Há 50 anos os cruzeiros não praticavam turismo em massa. Hoje, passageiros que chegam mal conseguem tempo para conhecer e consumir no destino. Poucas horas depois embarcam para provavelmente nunca mais voltar.
O pior é que o número e tamanho de navios de cruzeiros não para de crescer. Há hoje neles tantas alternativas de entretenimento que nem precisariam ir a lugar algum. Ninguém se deu conta, mas cruzeiros deixaram de unir destinos para se tornar um destino por si. Impressionantes hotéis flutuantes e autossuficientes em comida e diversão, viajar neles para algum lugar é só pretexto.
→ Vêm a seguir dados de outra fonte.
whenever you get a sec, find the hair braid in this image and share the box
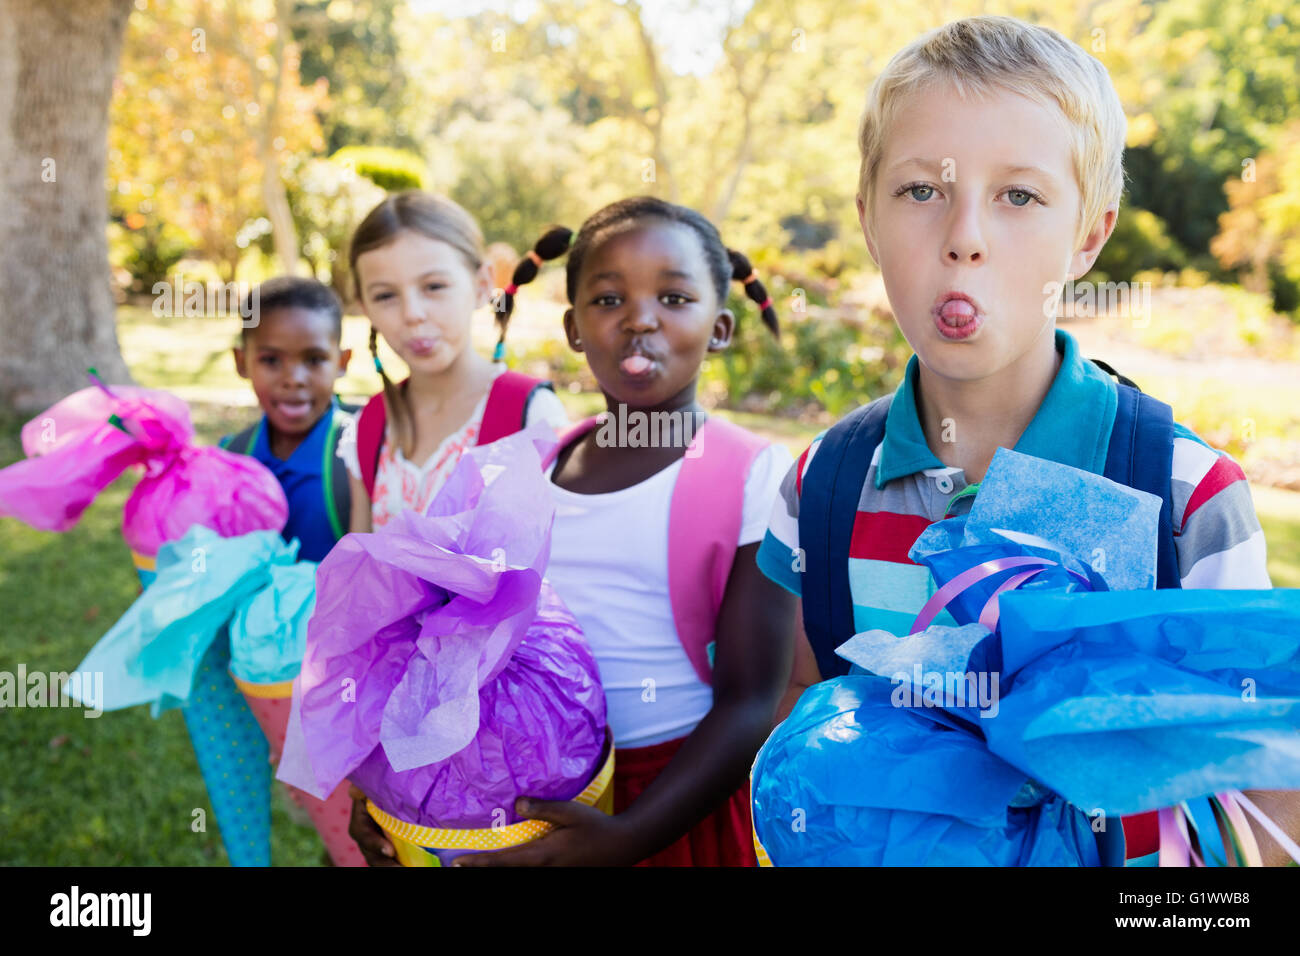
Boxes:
[727,249,779,336]
[494,226,574,360]
[369,325,412,457]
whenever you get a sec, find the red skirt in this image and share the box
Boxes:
[613,735,757,867]
[1122,810,1159,859]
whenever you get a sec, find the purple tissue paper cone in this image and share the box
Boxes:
[276,424,607,828]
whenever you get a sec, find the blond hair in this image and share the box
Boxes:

Diante deste cenário, cabe questionar se estes cruzeiros predadores não estariam concorrendo com resorts e destinos. Se for verdade, isto ocorre em condições de igualdade? Será que os resorts estão perdendo reservas para estes verdadeiros hotéis flutuantes? Os desembarques-e-embarques relâmpago são mesmo bom negócio para os destinos, numa relação custo-benefício? Estas visitações em assustadores volumes compensam, ou podem provocar estragos irreversíveis ao meio ambiente e afetar a qualidade de vida dos residentes? Estas e outras questões não podem ser ignoradas no Brasil. Precisam ser discutidas. Voltaremos ao assunto em breve.